Celal Şahbenderoğlu şunları söyledi:
“Bugün Gazi Mustafa Kemal Atatürk’e baş öğretmenlik unvanı verildiği gün olan 24 Kasım. Bizim için büyük bir gururun günü. Biz tabi bugün de gururumuzu yaşıyoruz fakat maalesef sevincimizi kendi özlük haklarımız noktasında yaşayamıyoruz. Öğretmenlerimizin birçok problemleri var. Bu problemler noktasında da öğretmenlerimizin gerçek problemleri maalesef kendi bakanlığımız tarafından dinlenmiyor. Bize dayatılan bir ekip öğretmenlik meslek kanunu ismi altında ucube bir yasa ile karşı karşıyayız.
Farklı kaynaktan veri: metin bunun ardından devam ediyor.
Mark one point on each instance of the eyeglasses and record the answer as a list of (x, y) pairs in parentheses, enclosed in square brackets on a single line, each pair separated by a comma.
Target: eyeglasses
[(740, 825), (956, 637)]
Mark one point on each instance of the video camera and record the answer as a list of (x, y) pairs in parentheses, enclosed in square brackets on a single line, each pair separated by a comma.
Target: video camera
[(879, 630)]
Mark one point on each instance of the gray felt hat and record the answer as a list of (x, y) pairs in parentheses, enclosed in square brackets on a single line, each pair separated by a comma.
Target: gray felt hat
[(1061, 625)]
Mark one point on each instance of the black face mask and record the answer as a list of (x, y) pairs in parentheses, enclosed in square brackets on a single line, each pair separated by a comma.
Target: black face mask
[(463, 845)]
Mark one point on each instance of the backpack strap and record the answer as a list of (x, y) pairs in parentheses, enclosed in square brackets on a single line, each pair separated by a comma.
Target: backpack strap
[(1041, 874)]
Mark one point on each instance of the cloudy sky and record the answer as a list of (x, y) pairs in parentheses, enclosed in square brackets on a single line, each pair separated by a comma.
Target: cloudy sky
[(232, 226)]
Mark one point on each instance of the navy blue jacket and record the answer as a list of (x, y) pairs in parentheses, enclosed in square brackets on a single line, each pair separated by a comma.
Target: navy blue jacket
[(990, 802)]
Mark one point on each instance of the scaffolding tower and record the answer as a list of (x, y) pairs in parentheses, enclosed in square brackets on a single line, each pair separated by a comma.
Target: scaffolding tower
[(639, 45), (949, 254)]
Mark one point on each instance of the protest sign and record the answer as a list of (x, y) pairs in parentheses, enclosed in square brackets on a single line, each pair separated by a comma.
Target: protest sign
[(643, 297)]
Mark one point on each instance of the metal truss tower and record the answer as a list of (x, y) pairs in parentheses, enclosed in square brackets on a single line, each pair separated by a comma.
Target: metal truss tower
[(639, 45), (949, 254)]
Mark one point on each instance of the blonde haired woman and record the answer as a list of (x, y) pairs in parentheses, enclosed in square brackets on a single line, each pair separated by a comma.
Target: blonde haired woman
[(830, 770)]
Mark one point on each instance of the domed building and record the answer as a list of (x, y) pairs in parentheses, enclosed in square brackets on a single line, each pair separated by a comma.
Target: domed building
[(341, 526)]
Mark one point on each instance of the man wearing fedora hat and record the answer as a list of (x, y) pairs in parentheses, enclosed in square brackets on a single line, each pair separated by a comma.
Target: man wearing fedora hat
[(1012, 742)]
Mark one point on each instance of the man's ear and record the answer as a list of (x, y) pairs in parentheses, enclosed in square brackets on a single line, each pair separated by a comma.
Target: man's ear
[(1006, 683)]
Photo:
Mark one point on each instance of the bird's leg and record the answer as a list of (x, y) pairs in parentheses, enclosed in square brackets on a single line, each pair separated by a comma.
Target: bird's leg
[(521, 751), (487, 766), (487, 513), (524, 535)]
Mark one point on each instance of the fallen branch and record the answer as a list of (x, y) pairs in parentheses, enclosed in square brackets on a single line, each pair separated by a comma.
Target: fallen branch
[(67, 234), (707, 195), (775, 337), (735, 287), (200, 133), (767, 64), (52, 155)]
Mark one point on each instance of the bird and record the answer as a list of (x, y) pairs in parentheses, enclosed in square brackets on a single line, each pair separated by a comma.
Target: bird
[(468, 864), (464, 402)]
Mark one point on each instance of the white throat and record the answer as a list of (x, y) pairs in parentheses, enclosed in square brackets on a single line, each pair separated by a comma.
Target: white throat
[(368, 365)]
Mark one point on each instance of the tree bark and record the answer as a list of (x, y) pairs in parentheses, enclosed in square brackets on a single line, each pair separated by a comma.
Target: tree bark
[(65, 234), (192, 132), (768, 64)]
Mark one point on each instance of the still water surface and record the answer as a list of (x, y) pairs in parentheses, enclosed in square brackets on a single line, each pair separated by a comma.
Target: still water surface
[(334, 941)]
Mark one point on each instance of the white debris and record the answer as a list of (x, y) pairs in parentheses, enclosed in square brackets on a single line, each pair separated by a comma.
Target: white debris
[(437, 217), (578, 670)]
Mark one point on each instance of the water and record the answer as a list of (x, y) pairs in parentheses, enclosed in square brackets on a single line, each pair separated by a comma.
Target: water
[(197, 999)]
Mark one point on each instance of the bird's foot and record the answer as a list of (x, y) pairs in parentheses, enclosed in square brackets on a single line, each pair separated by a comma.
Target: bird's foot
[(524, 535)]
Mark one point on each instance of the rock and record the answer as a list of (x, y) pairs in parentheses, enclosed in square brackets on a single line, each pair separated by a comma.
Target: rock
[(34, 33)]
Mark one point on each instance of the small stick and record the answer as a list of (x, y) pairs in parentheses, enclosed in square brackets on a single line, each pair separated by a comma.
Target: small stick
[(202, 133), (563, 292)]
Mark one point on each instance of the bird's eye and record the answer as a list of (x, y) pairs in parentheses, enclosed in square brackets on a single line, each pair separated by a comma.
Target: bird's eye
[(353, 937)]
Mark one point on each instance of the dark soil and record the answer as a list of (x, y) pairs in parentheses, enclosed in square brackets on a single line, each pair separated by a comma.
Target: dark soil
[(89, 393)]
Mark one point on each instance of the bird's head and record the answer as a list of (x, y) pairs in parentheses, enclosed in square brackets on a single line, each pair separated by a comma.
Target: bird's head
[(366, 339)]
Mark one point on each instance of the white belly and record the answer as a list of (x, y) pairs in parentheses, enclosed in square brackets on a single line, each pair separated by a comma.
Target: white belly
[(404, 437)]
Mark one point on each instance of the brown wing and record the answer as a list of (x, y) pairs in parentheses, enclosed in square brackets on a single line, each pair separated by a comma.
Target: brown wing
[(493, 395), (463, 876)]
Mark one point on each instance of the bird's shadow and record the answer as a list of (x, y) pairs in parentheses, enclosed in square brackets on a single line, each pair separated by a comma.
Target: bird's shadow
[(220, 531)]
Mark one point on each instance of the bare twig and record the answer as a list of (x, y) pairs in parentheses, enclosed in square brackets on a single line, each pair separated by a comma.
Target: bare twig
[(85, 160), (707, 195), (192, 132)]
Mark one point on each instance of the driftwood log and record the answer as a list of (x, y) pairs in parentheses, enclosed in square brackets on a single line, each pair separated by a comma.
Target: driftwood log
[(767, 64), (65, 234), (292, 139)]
Buna karşı mücadelemiz sürüyor, sürecek çünkü biz bunu öğretmenlere büyük bir saygısızlık olarak görüyoruz. Bu biçimde kıymetlendiriyoruz. Öğretmenlerimizin, okullarımızın, eğitim yuvalarımızın, öğrencilerimizin, velilerimizin bir çok ezaları var. Bunların biz öğretmenlerle birlikte Millî Eğitim Bakanlığının bir ortaya gelip bu hususların konuşulmasını istiyoruz. Bunların değerlendirilmesini istiyoruz. Öğretmenlerimiz maalesef bakanlığımızın yanlış durumu yüzünden mesleklerinde saygınlıklarını kaybediyor. Bunu her seferinde lisana getiriyoruz. Öğretmenlerimiz daha yeterli kurallarda çalışmak istiyor. Hak ettikleri emeklerin karşılığı olan ücretler almak istiyor çünkü biliyoruz ki birçok öğretmenimiz bugün sıkıntı kaideler altında çalışıyor. Birçok maddi açıdan badireler yaşıyor. Kredi kartı borçlarıyla uğraşmak durumuyla kalıyor. Geçimlerini temin edebilmek için çocuklarına tahminen de para gönderebilmek için ek işlerde çalışmak zorunda kalıyor. Münasebetiyle ekonomik problemler bizi birebir vakit da tabi öğretmenlerimizin görüşü de yaptığımız anketlerde bu halde. Öğretmenlerimiz düzgün ücret alamadıkları için toplum noktasında da saygınlıklarını bu açıdan kaybettiklerini düşünüyorlar.
“MAALESEF MUTSUZUZ”
Mutsuzuz. Maalesef mutsuzuz. Bunu söylemek güzel değil lakin gerçekten daima boş sözler. Bugün öğretmenleri öven birtakım sözler söyleniyor konuşuluyor ancak maalesef biz gerçek manada memnun değiliz. İnsanlarımızın ve eğitimimizin bu yaşadığı kasvetler, tasalar maalesef bizi keyifli etmekten çok uzaklaştırıyor. Biz toplum keyifli olduğu vakit memnunuz. Öğrencilerimiz keyifli olduğu vakit memnunuz. Hasebiyle biz eğitimimizin çok daha güzel düzeylere gelebileceğine dair inancımız her vakit var. Lakin bu duyguyu bugün yaşayamıyoruz maalesef.”